Stock exchange data shows that while promoters hold around 36% in the company, 90.10% of it is pledged with various entities. Two promoter entities — United Breweries (Holdings) and Kingfisher Finvest India — have pledged their entire collective holding of around 25% in the airline.
Unfortunately for the lenders, they will not be able to recover much even after selling the entire chunk of shares as the total value is pegged at only Rs 277 crore. Shares of KFA lost 5% on Wednesday to close at Rs 10.58. The shares have lost over 60% in the last one year.
Interestingly, Vijay Mallya, who holds 1.87% or 1.51 crore shares in the company, has not pledged a single share out of his direct stake. Another promoter entity — UB Overseas — also has not pledged any share out if its 1.68% stake in the airline.
Market experts, while acknowledging the fact that promoters face the risk of losing control in the company, say that any kind of fire sale of the pledged shares would take some time due to legal and other compliance issues.

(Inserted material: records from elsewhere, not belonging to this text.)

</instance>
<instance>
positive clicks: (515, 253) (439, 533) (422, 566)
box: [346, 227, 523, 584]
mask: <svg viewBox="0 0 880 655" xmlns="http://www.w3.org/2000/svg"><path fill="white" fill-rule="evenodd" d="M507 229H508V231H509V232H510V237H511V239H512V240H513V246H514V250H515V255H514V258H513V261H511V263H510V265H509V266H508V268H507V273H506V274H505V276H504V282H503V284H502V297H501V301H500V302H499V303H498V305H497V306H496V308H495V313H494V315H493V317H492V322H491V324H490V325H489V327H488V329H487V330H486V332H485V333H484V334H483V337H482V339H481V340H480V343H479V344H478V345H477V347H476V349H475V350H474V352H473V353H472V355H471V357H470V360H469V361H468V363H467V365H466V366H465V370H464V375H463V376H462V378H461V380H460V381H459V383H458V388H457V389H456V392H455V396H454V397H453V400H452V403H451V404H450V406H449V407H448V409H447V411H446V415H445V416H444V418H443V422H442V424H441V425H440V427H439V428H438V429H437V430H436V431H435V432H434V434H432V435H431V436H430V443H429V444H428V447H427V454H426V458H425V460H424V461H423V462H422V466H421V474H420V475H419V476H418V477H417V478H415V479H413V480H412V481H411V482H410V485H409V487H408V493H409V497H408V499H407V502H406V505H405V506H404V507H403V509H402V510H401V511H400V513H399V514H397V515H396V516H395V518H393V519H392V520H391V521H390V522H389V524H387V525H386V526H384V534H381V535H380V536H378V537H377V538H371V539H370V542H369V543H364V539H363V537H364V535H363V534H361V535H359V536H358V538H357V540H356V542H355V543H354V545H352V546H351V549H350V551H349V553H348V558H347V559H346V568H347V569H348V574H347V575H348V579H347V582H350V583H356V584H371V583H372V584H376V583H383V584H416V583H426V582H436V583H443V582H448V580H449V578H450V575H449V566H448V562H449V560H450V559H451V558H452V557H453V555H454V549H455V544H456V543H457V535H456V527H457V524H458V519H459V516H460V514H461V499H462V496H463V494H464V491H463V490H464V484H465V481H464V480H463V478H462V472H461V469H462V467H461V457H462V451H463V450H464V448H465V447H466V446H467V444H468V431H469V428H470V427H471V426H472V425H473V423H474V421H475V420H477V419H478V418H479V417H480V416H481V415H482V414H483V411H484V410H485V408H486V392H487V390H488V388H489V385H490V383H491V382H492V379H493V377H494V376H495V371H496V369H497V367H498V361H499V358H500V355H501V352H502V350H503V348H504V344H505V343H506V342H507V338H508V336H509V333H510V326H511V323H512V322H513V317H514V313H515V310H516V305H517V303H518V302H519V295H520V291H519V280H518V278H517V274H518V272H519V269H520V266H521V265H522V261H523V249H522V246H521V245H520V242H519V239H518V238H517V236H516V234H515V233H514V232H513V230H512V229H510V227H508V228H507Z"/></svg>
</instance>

“While the shares are pledged with various banks and NBFCs, there is hardly any equity value left,” says Sonam Udasi, senior vice-president and head — research, IDBI Capital. “However, since the shares are pledged with a consortium of banks, any action will happen only after a consensus is reached. The latest development could also be a pressure tactic to make the promoters act,” he added.
Late on Tuesday, the consortium of banks led by State Bank of India (SBI) said it will initiate the process of recovering Rs 7,500-crore outstanding loans as the company failed to come up with any specific revival plan. has been grounded since October 1 last after a labour unrest broke out due to non-payment of salaries.
SBI has the maximum exposure with Rs 1,600 crore, followed by Punjab National Bank with Rs 800 crore, IDBI Bank Rs 800 crore, Bank of India Rs 650 crore and Bank of Baroda Rs 550 crore. All the 17 banks have provided for their exposure to the airline and declared them as bad loans. The airline has not serviced the loan since January 2012.
While the airline is sitting on a debt of over Rs 7,500 crore in bank loans, accumulated losses and unpaid salaries, taxes, and vendor dues amount to over 10,000 crore.